Fleet decision-makers should ensure they treat contract workers with company cars the same as their full-time counterparts to ensure they meet duty-of-care requirements, says Meridian.
The medium-term rental provider said evidence suggests people employed for shorter periods are not given as attention as their full-time colleagues.
Organisations need to address this as an employer’s legal responsibilities are the same regardless of how long their contract is for, said Phil Jerome, managing director at Meridian.
He said: “We have some insight into this sector because contract workers are one of the key markets for medium-term rental company cars.

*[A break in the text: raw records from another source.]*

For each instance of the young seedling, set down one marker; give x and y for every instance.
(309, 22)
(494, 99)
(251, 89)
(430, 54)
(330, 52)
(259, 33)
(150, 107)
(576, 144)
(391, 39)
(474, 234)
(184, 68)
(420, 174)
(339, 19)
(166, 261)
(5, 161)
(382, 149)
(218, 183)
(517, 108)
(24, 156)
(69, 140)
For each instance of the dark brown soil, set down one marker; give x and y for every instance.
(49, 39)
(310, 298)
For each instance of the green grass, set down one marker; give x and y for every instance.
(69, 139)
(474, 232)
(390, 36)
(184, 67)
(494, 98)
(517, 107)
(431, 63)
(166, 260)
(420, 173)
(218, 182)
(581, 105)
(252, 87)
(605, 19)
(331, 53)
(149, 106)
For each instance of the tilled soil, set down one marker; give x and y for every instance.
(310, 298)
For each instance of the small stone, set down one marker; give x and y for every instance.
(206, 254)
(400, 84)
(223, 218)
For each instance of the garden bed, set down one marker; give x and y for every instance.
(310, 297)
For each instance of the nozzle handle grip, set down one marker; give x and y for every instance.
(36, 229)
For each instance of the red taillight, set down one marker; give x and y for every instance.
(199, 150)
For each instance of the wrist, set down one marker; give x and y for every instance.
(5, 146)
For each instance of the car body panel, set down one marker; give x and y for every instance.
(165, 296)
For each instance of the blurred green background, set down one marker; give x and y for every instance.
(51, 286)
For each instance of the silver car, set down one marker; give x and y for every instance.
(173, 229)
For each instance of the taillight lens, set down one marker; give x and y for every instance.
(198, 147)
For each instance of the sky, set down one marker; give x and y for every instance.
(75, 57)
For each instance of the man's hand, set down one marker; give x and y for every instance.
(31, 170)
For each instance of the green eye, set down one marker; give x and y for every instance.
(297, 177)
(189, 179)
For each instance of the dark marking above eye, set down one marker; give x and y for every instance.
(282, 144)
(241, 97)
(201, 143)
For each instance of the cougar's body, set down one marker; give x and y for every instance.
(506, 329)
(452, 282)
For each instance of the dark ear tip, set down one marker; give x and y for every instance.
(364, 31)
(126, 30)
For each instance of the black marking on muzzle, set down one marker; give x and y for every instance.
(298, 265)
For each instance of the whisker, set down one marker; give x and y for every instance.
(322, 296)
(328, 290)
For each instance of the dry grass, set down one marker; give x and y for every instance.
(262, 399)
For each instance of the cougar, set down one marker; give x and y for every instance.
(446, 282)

“What tends to happen is something similar to grey fleet situations, where it is simply tricky to put processes and procedures in place for contract workers, as well as to enforce those standards because the driver is only with an employer for a short time.
“It might be easy to get someone on a six-month contract to sign the company car handbook and present their licence for initial but it is far more difficult to get them to conduct regular walkaround checks of the vehicle, for example.
“Most of these problems are caused simply by the fact there is a limited amount of employer influence over someone who will only be with the company for a few months. Most sanctions will have a restricted effect.”
Jerome added: “Our advice to fleets in this situation tends to be very straightforward – there is a whole spectrum of risk within a fleet ranging from core fleet to grey fleet to affinity schemes and medium-term rental – and that your duty of care needs to be appropriate for each kind of driver but enforced without compromise across the board.
“This can only be done with genuine managerial buy-in that means anyone who doesn’t comply with the procedures you set faces definite sanctions that are sufficient to form an effective deterrent.”
Earlier this year, Licence Check warned that untested foreign drivers bring duty-of-care dangers after a Freedom of Information request found the number of non-British drivers trading in their licence for a UK one has risen 79% in a decade.